Atakule İş Merkezi de, bankaya tam bir kazıktır. Özal tarafından belirlenen 2-3 müteahhide, belediye arsasında yap-işlet-devret yöntemiyle yaptırılmışve Vakıfbank'a mülkün ve arsasının alımı 40 milyon dolara mal olmuştur. Biz burasını satmak istedik, ne yazık ki 20 milyon dolara bile müşteri çıkmadı.
Biliyor musunuz?
DEMOKRATİK Sol Parti'nin(Ecevitler), Yeni Türkiye Partisi (İ.Cem) ve Yurt Partisi (S. Tantan) ile birleşmesi konusunda liderler düzeyinde görüşmeler yapıldığını...
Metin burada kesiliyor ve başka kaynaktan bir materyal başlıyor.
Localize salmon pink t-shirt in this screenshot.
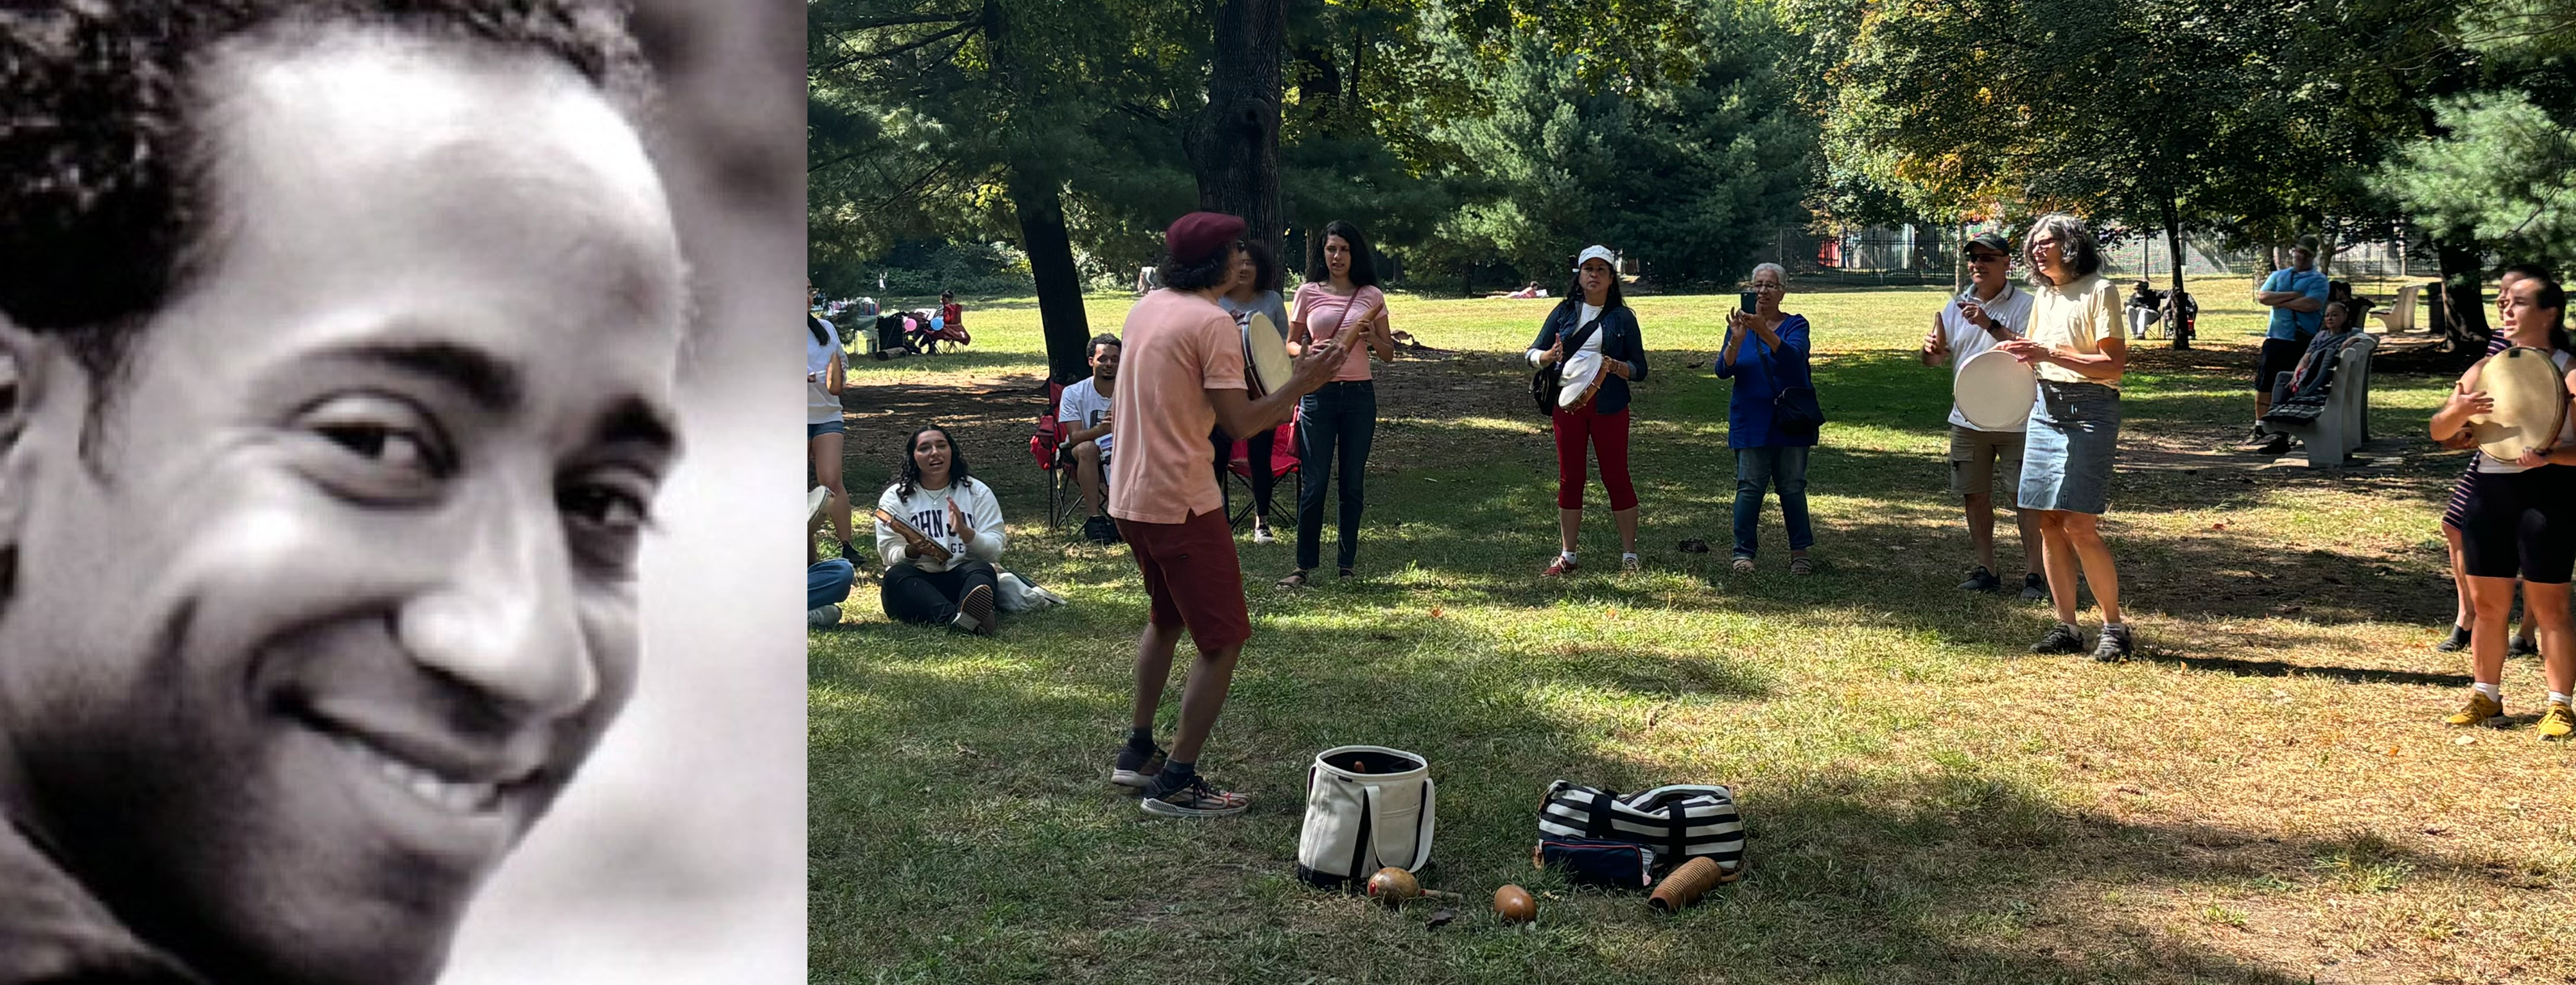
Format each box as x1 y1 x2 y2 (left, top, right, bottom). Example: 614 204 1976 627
1108 289 1245 524
1293 282 1383 382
EMİNÖNÜ Belediyesi Başkanı Lütfi Kibiroğlu'nun Kültür Müdürlüğü'nü yaparken; laik düzene ve medeni kanuna aykırı hükümler içeren ve seks unsurlarını öne çıkaran 'Mutlu Bir Aile Yuvası' adlı kitabı bir 'kültür faaliyeti' olarak yayınlatan, daha sonra AKP Adana Milletvekili seçilen Recep Garip'in TBMM Milli Eğitim Komisyonu'nda görev yaptığını...
Biliyor musunuz
Said Nursi derin devlet mi?
TEMPO'nun son sayısında ilginç bir tartışma var. Tarihçi Cemal Kutay,Said Nursi'nin 'Teşkilatı Mahsusa' üyesi olduğunu iddia ediyor. Osmanlı'nın son döneminde kurulan bu istihbarat örgütü bugünkü MİT'in dedesi sayılır. Kutay'a göre Said Nursi, Teşkilat Başkanı Kuşçubaşı Eşref'e bağlıydı ve Edirne'nin kurtuluşunda bu örgüt içinde yer almıştı. Daha sonra yine 'Teşkilatı Mahsusa'nın önde gelen isimlerinden Celal Bayar, Demokrat Parti'yi kurunca Said Nursi ve taraftarları onu desteklemiştir. Bayar-Menderes'i destekleyen Nakşi-Nurcu tarikatların 'Teşkilatı Mahsusa'ya dayanan böyle bir geçmişi varsa bu tarihe yeni bir gözle bakmamızı gerektirir.
Fethullah Hoca cemaatine kadar uzanan bu tartışma umarım ilgili ve bilgili kişilerin katılımı ile açıklığa kavuşur.